IVF babies more likely to grow up overweight, scientists warn
From Victoria Allen Science Correspondent in Geneva
CHILDREN born through IVF are more likely to be overweight, a study found.
Experts revealed ‘test tube babies’ have their genes altered, with those born through fertility treatment weighing 1½lb more on average by the age of nine.
Starting out in a laboratory dish instead of their mother’s body may cause children to store up more fat – meaning they could become heavier even when they eat as much as their naturally conceived peers.

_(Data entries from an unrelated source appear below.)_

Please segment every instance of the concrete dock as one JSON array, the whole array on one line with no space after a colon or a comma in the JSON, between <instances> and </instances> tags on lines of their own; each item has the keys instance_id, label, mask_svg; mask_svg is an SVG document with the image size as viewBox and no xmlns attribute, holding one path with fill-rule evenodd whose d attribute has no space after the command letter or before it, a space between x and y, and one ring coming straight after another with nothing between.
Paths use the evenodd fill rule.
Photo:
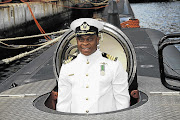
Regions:
<instances>
[{"instance_id":1,"label":"concrete dock","mask_svg":"<svg viewBox=\"0 0 180 120\"><path fill-rule=\"evenodd\" d=\"M44 2L28 2L34 17L37 20L46 19L47 17L59 16L67 19L70 9L63 6L71 6L68 1L44 1ZM14 29L24 29L33 21L32 14L26 3L6 3L0 4L0 33L13 32Z\"/></svg>"}]
</instances>

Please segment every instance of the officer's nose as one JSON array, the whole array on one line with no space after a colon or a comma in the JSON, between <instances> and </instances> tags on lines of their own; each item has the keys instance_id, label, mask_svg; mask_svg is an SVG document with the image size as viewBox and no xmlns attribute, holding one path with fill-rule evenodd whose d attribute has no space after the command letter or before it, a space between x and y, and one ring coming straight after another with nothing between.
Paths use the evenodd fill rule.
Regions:
<instances>
[{"instance_id":1,"label":"officer's nose","mask_svg":"<svg viewBox=\"0 0 180 120\"><path fill-rule=\"evenodd\" d=\"M89 42L87 40L84 40L83 45L88 45Z\"/></svg>"}]
</instances>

Lead researcher Dr Heleen Zandstra, from Maastricht University in the Netherlands, said: ‘This is enough of a weight difference to be concerning, because overweight children are more likely to become overweight adults. We think IVF children may be predisposed to cardiovascular problems, including heart problems, in later life. They may be programmed wrongly by IVF to store food as fat throughout their lives.’

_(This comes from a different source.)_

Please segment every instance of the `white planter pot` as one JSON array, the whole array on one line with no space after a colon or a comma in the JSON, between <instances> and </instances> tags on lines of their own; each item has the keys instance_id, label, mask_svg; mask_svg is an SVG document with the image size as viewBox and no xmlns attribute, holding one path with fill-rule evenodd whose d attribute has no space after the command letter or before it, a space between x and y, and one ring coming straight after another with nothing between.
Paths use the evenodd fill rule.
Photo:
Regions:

The study, presented at the European Society of Human Reproduction and Embryology conference in Geneva, looked at 136 children born through IVF in the Netherlands. Those of average height, aged nine-and-a half, weighed 1½lb more than children of the same age and height – a difference of 2.1 per cent.
The hormones given to women to harvest their eggs for IVF could cause their children to be overweight, by changing the way their cells behave in the first days of life.

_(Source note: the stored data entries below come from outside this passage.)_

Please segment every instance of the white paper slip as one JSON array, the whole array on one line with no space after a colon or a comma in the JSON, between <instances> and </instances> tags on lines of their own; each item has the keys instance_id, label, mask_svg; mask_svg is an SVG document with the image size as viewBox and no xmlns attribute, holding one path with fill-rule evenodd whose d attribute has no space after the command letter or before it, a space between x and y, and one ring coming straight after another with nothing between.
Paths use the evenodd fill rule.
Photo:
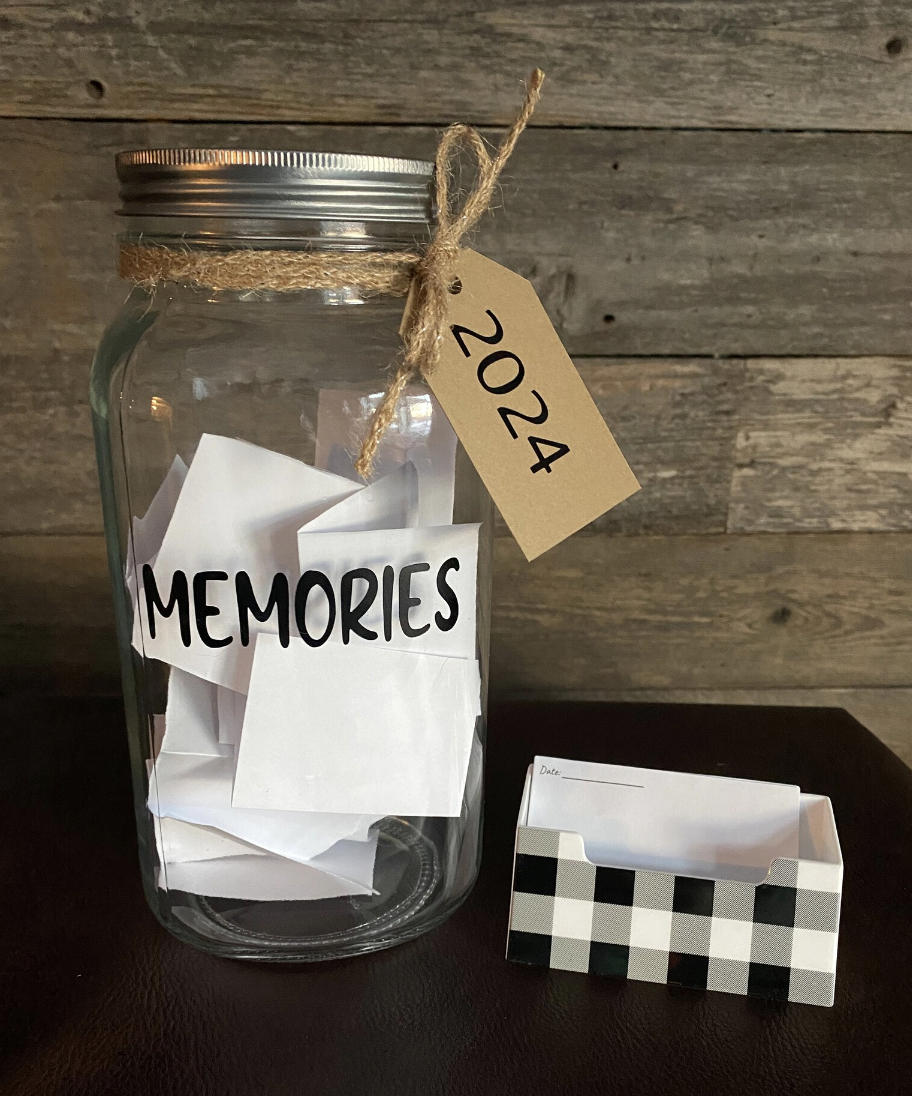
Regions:
<instances>
[{"instance_id":1,"label":"white paper slip","mask_svg":"<svg viewBox=\"0 0 912 1096\"><path fill-rule=\"evenodd\" d=\"M267 852L306 862L341 840L366 841L382 815L242 810L231 805L230 757L159 754L149 780L149 809L165 818L211 826Z\"/></svg>"},{"instance_id":2,"label":"white paper slip","mask_svg":"<svg viewBox=\"0 0 912 1096\"><path fill-rule=\"evenodd\" d=\"M418 524L418 473L411 461L309 521L301 533L405 529Z\"/></svg>"},{"instance_id":3,"label":"white paper slip","mask_svg":"<svg viewBox=\"0 0 912 1096\"><path fill-rule=\"evenodd\" d=\"M211 826L196 826L177 818L157 818L155 838L158 858L173 864L188 860L217 860L222 856L267 856L263 849L239 841Z\"/></svg>"},{"instance_id":4,"label":"white paper slip","mask_svg":"<svg viewBox=\"0 0 912 1096\"><path fill-rule=\"evenodd\" d=\"M759 883L798 856L800 789L536 757L528 825L582 836L596 864Z\"/></svg>"},{"instance_id":5,"label":"white paper slip","mask_svg":"<svg viewBox=\"0 0 912 1096\"><path fill-rule=\"evenodd\" d=\"M306 864L335 876L341 883L352 884L359 892L366 888L365 892L370 893L373 888L378 836L378 832L373 830L365 841L337 841L326 852L308 860ZM162 864L273 855L209 826L195 826L190 822L179 822L175 818L156 820L156 843L159 862ZM289 863L297 864L298 861Z\"/></svg>"},{"instance_id":6,"label":"white paper slip","mask_svg":"<svg viewBox=\"0 0 912 1096\"><path fill-rule=\"evenodd\" d=\"M307 867L326 872L341 883L351 884L360 893L370 893L377 856L376 830L366 841L337 841L326 852L307 861ZM174 818L156 822L159 862L162 864L197 863L202 860L237 859L242 856L272 857L272 853L238 841L208 826L194 826ZM297 866L298 861L288 861ZM204 892L205 893L205 892Z\"/></svg>"},{"instance_id":7,"label":"white paper slip","mask_svg":"<svg viewBox=\"0 0 912 1096\"><path fill-rule=\"evenodd\" d=\"M211 681L178 670L176 666L171 668L165 737L161 745L164 751L204 757L234 755L232 746L219 742L216 689Z\"/></svg>"},{"instance_id":8,"label":"white paper slip","mask_svg":"<svg viewBox=\"0 0 912 1096\"><path fill-rule=\"evenodd\" d=\"M472 735L467 768L466 799L469 803L476 804L477 809L480 811L482 797L478 793L481 789L481 782L484 779L484 748L482 747L481 739L477 734Z\"/></svg>"},{"instance_id":9,"label":"white paper slip","mask_svg":"<svg viewBox=\"0 0 912 1096\"><path fill-rule=\"evenodd\" d=\"M297 632L303 614L314 647L332 641L474 658L478 529L302 529Z\"/></svg>"},{"instance_id":10,"label":"white paper slip","mask_svg":"<svg viewBox=\"0 0 912 1096\"><path fill-rule=\"evenodd\" d=\"M124 575L133 607L132 643L140 652L142 651L142 629L139 614L137 613L136 575L137 572L142 570L144 563L151 563L158 554L186 477L187 465L179 456L176 456L171 462L167 475L155 492L152 502L149 504L149 509L141 518L134 518L131 526Z\"/></svg>"},{"instance_id":11,"label":"white paper slip","mask_svg":"<svg viewBox=\"0 0 912 1096\"><path fill-rule=\"evenodd\" d=\"M324 389L317 408L315 463L338 476L364 481L355 471L361 439L383 392ZM428 391L406 388L396 417L374 457L375 481L411 461L418 473L418 525L449 525L453 520L456 434Z\"/></svg>"},{"instance_id":12,"label":"white paper slip","mask_svg":"<svg viewBox=\"0 0 912 1096\"><path fill-rule=\"evenodd\" d=\"M373 842L362 844L373 853ZM231 856L166 864L159 870L158 885L162 890L248 902L313 902L372 893L370 885L346 882L317 867L316 861L296 864L276 856Z\"/></svg>"},{"instance_id":13,"label":"white paper slip","mask_svg":"<svg viewBox=\"0 0 912 1096\"><path fill-rule=\"evenodd\" d=\"M133 552L137 565L148 563L161 548L187 472L187 465L176 456L149 503L149 509L141 518L133 519Z\"/></svg>"},{"instance_id":14,"label":"white paper slip","mask_svg":"<svg viewBox=\"0 0 912 1096\"><path fill-rule=\"evenodd\" d=\"M471 659L257 639L235 806L453 817L475 727Z\"/></svg>"},{"instance_id":15,"label":"white paper slip","mask_svg":"<svg viewBox=\"0 0 912 1096\"><path fill-rule=\"evenodd\" d=\"M241 741L247 697L244 693L236 693L234 689L226 689L223 685L215 685L213 688L217 698L218 740L224 744L237 746Z\"/></svg>"},{"instance_id":16,"label":"white paper slip","mask_svg":"<svg viewBox=\"0 0 912 1096\"><path fill-rule=\"evenodd\" d=\"M280 611L273 606L260 620L252 603L269 606L276 575L285 576L293 595L298 529L358 490L291 457L204 434L155 559L161 608L152 603L154 629L147 619L150 589L140 583L146 656L246 692L252 637L277 631ZM175 578L178 572L183 578ZM249 583L246 645L236 587L241 572Z\"/></svg>"},{"instance_id":17,"label":"white paper slip","mask_svg":"<svg viewBox=\"0 0 912 1096\"><path fill-rule=\"evenodd\" d=\"M374 865L380 833L371 830L365 841L337 841L310 860L309 866L350 884L349 894L370 894L374 889Z\"/></svg>"},{"instance_id":18,"label":"white paper slip","mask_svg":"<svg viewBox=\"0 0 912 1096\"><path fill-rule=\"evenodd\" d=\"M476 746L480 748L481 743L478 740L478 735L475 733L478 716L481 715L481 667L477 659L472 659L469 662L470 668L466 668L468 688L466 692L466 714L465 723L467 727L472 728L471 734L460 735L456 739L456 765L457 772L459 773L458 785L465 791L466 782L468 779L470 761L475 756ZM471 799L472 796L470 795Z\"/></svg>"}]
</instances>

IVF babies begin as an embryo growing in a laboratory dish, with the Dutch team discovering the different chemicals used may change the birth weight of children.
While this chemical soup is thought to make IVF children slightly smaller at birth, it could then lead to weight gain when they are older. Explaining the phenomenon, Dr Zandstra said: ‘Research has suggested these chemicals cause IVF babies to be born smaller. They might change the way the baby absorbs nutrients, or how the placenta passes them on.
‘At an older age this may cause a child born smaller to store more food as fat, because their body wants to make sure they get enough.’
Evidence is growing IVF children may be bigger. Japanese research presented at the conference also found they were taller at the age of six than those conceived naturally.